Chapter 7

NOT DRIVING IN THE CITY!

As we have remarked already, cities come in many shapes and sizes. In many large cities such as London and New York, the public transportation system is so good that one can get easily from almost anywhere to anywhere else in the city without using a car. Indeed, under these circumstances a car can be something of an encumbrance, especially if one lives in a restricted parking zone. So for this chapter we’ll travel by bus, subway, train, or quite possibly, rickshaw. Whichever we use, the discussion will be kept quite general. But first we examine a situation that can be more frustrating than amusing if you are the one waiting for the bus.

X =T: BUNCHING IN THE CITY

In a delightful book entitled Why Do Buses Come in Threes? [8] the authors suggest that in fact, despite the popular saying, buses are more likely to come in twos. Here’s why: even if buses leave the terminal at regular intervals, passengers waiting at the bus stops tend to have arrived randomly in time. Therefore an arriving bus may have (i) very few passengers to pick up, and little time is lost, and it’s on its way to the next stop, or (ii) quite a lot of passengers to board. In the latter case, time may be lost, and the next bus to leave the terminal may have caught up somewhat on this one. Furthermore, by the time it reaches the next stop there may be fewer passengers in view of the group that boarded the previous bus, so it loses little time and moves on. For the next two buses, the cycle may well repeat; this increases the likelihood that buses will tend to bunch in twos, not threes.

The authors note further that if a group of three buses occurs at all (and surely it sometimes must), it is most likely to do so near the end of a long bus route, or if the buses start their journeys close together. So let’s suppose that they do . . . that they leave the terminal every T minutes, and that once they “get their buses in a bunch” buses A and B and B and C are separated by t minutes (where t < T of course). A fourth bus leaves T minutes after C, and so on. The four buses have a total of 3T minutes between them, initially at least. When the first three are bunched up, the fourth bus is 3T − 2t minutes behind C (other things such as speed and traffic conditions being equal). If you just missed the first or the second bus, you have a wait of t minutes for the third one; if you just missed that then you have a wait of 3T − 2t minutes. Thus your average wait time under these circumstances is just T, the original gap between successive buses!

How does this compare with not missing the bus? The probability that you have arrived in the long gap as opposed to one of the two short ones is (3T − 2t)/3T, your time of arrival could be just after the third bus left, just before the fourth one arrives, or any time in between, and the mean of those two extremes is (0 + 3T − 2t)/2. This will actually be longer than the previous average wait time if T > 2t, which of course is quite likely, even allowing for the small possibility that you arrived in a t-minute gap.

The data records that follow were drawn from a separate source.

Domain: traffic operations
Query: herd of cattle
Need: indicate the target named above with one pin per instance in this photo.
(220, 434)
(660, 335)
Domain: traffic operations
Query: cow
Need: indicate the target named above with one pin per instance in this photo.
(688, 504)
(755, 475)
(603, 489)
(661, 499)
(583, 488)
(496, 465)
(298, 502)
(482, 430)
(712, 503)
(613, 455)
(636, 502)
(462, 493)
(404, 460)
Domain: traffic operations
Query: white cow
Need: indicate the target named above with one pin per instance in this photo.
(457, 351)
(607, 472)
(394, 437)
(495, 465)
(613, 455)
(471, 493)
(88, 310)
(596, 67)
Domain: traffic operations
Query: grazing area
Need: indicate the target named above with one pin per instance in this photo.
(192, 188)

X = V_a: AVERAGE SPEED IN THE CITY

We shall examine and “unpack” an idealized analysis of public transport systems (based on an article [14] published in the transportation literature). The article contained a comprehensive account of two models: a corridor system and a network system. In so doing, it is possible to derive some general results for transport systems. Although some of these conclusions were represented in graphical form only, the mathematics behind those graphs is well worth unfolding here. In both models there are three components to the travel time from origin A to destination B: (i) the walk times to and from the station at either end; (ii) the time waiting for the transportation to arrive; and (iii) the total time taken by the subway train, bus, or train to go from the station nearest A(S_A) to that nearest B(S_B). (This includes waiting time at intermediate stops along the way.)

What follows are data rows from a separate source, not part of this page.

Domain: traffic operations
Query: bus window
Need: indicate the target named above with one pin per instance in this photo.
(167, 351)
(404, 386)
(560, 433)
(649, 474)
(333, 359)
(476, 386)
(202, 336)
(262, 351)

In what follows, the city is assumed to have a “grid” system with roads running N-S and E-W (see Appendix 3 on “Taxicab geometry”). While this may be more appropriate to cities in the United States, it is also an acceptable approximation for many European cities [14], [15]. From Figure 7.1 we see that a walk from any location to any station will involve an N-S piece and an E-W piece. If each station is considered to be at the center of a square of side L, the average walk length is L/2. To see this, note that for any trip starting at the point (x, y) on the diagonal line (for which x + y = L/2) to the center is just L/2. By symmetry, there is the same area on each side of the line. If the population demand is uniformly distributed, L/2 is the average trip to or from the central station, and hence L is the average total distance walked—just the average stop separation.

Figure 7.1. One segment of a transportation corridor with a central station serving a square area of side L. The diagonal shown has equation x + y = L/2.

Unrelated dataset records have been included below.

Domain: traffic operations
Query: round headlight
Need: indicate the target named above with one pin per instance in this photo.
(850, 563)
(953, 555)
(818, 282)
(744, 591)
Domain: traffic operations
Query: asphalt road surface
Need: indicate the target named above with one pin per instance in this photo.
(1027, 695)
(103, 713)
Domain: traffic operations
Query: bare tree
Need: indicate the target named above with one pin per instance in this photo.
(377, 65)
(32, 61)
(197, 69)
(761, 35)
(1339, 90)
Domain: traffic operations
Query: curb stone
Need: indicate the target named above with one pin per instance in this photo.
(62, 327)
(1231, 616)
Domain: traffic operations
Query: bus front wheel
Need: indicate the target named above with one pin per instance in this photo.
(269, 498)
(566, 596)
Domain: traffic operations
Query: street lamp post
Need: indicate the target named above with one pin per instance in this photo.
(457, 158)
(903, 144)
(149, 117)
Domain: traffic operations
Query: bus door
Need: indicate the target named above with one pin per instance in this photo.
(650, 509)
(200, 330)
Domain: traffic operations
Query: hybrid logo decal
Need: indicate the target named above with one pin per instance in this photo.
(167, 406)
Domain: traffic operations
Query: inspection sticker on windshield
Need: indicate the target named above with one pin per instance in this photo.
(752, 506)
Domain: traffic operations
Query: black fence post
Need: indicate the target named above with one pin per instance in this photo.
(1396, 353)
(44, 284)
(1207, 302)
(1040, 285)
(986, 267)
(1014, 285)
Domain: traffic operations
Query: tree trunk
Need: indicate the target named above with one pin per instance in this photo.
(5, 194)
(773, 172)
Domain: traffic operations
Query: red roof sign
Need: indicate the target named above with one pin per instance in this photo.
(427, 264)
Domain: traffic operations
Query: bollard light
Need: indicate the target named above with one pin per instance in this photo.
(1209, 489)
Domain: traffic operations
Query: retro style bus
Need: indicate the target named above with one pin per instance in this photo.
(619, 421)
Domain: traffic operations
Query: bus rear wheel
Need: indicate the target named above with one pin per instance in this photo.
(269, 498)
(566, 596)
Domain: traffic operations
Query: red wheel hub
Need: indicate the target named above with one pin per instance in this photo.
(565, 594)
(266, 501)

First we consider the average speed V_a for the vehicular part of the trip. We suppose that this part consists of a uniform acceleration a from rest to a (specified) maximum speed V_m(A–B), and a period of travel at this speed (B–C–D) followed by a uniform deceleration −a to rest at the next station (D–E). The acceleration and deceleration take place over a distance x km, say, and the speed is constant for a distance L − 2x ≥ 0. Using the equations of motion for uniform acceleration it is found that V_m = (2ax)^1/2 and the time T_x to travel the distance x (= distance AB) and reach this maximum speed is T_x = (2x/a)^1/2. The time to travel the distance BC is therefore T_BC = ([L/2] − x)/V_m. If we include a waiting time T_W at the station A before leaving for the next one at E, the total time for the journey AE is 2 (T_x + T_BC) + T_W; typically, T_W ≈ 20s and a = 0.1g according to published data [15]. Hence the average speed in terms of the maximum speed is

after a little reduction. We take T_W = 20s and a = 10⁻³ km/s² ≈ 1.3 × 10⁴ km/hr² in what follows. Then equation (7.1) takes the form

where α = 7.7 × 10⁻⁵, β = 5.6 × 10⁻³.

It is interesting to note that on the basis of formula (7.2), V_a possesses a shallow maximum occurring at for the constants chosen here. For a station separation L = 0.5 km this corresponds to V_m ≈ 80 km/hr. It can be seen from Figure 7.2 that for L = 1 km the maximum average speed attainable is only about 40 km/hr regardless of maximum speed. For a stop spacing of 0.25 km the maximum is less than 20 km/hr. In these cases the vehicle does not have enough time to reach its maximum speed and merely accelerates to the midpoint and then decelerates.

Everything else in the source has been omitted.